I felt like I’d let him down. I might’ve lied to the tribunal but I didn’t lie to the umpire. My recollection of the incident didn’t involve a knock down. I remembered getting hit but didn’t remember getting up. I remembered the push and shove and waiting for the umpire to make the report before kicking a goal.
No one told me I’d been knocked down. Maybe it wasn’t important, because I’d gotten up. It was a key point at the tribunal. A few teammates described the punch as a jab. Others suggested it was a left hook. The description doesn’t matter. I lied and he got off.
That’s the code of silence.
During my senior football career, I saw some ordinary incidents, cheap shots, elbows, punches from behind and kicking. Only once did a victim tell the truth at the tribunal. His busted nose made lying difficult.
The perpetrator said he’d rather retribution than suspension. He figured retribution would happen anyway, so let natural justice decide the issue. I sympathised with him. It didn’t seem right the truth had been told, because footballers are conditioned to tell the tribunal lies.
In 1982, Carlton’s Wayne Johnston was reported for striking Hawthorn’s David Polkinghorn. At the tribunal, Polkinghorne broke the code of silence and told the truth. Johnston was found guilty and suspended for a week.

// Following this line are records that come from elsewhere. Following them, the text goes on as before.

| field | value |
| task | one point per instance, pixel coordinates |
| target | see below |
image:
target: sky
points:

Polkinghorne was criticised by former players and journalists. There was an unwritten code all footballers adhered to, no matter what happened. There was no video evidence. Polkinghorne didn’t have to tell the truth, but he must’ve been angry.
Johnston was lucky. He still played in the premiership against Richmond.

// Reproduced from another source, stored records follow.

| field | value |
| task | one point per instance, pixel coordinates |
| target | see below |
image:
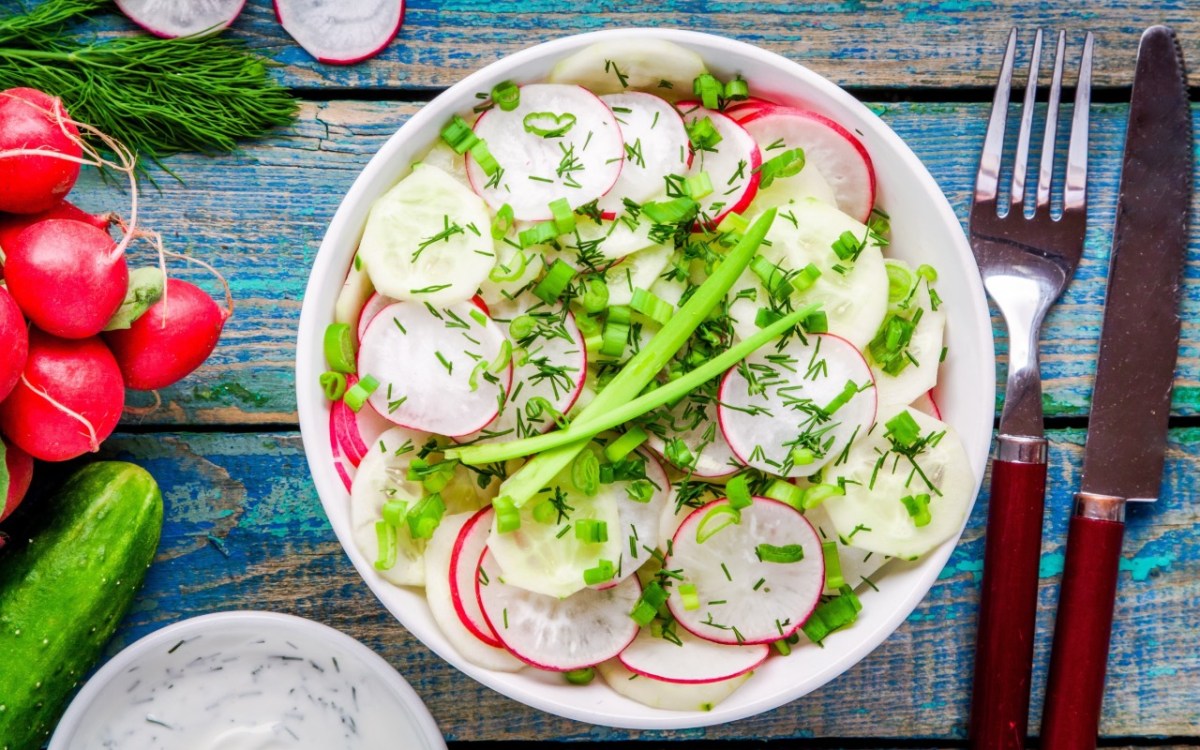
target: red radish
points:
(174, 337)
(33, 121)
(840, 157)
(341, 33)
(549, 633)
(21, 473)
(67, 276)
(748, 594)
(69, 399)
(16, 342)
(172, 18)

Liam Picken didn’t want to do a Polkinghorne. Luckily for Ablett, it was an inconsequential blow, not thrown with mean intentions. Picken, once he’d seen the grainy vision, was never going to tell the Match Review Panel that he’d been elbowed in the face.
MRP member Joel Bowden said the incident had been investigated properly.
‘We obviously get a medical report,’ he said. ‘When we got that back we spoke to Liam Picken. We decided it was an impact to the body and not the head and that the force was below what would constitute a report.’
Ablett was lucky Picken wasn’t wearing any marks.
The Western Bulldogs issued a statement, saying if Picken was elbowed it was not to the head and he had not used the code of silence to help get Ablett off.
Had Picken received a cut eye or busted jaw, Gold Coast would’ve engaged a biomechanist, who would’ve called the incident an accident, that Ablett threw an elbow for leverage to get up. Picken would’ve agreed.
Gone are the days when you get punched in the face and laugh it off at the tribunal, but the code of silence remains.
When I fronted the tribunal, I should’ve just said don’t worry about my eye, the ruckman who belted me deserved to get off. I don’t want to get a reputation as a sook. I don’t want to be ostracised by my teammates and opponents. I don’t want to be targeted and shunned and belted and kicked.
Players rarely get the opportunity to lie nowadays. Picken didn’t lie. He just provided favourable evidence.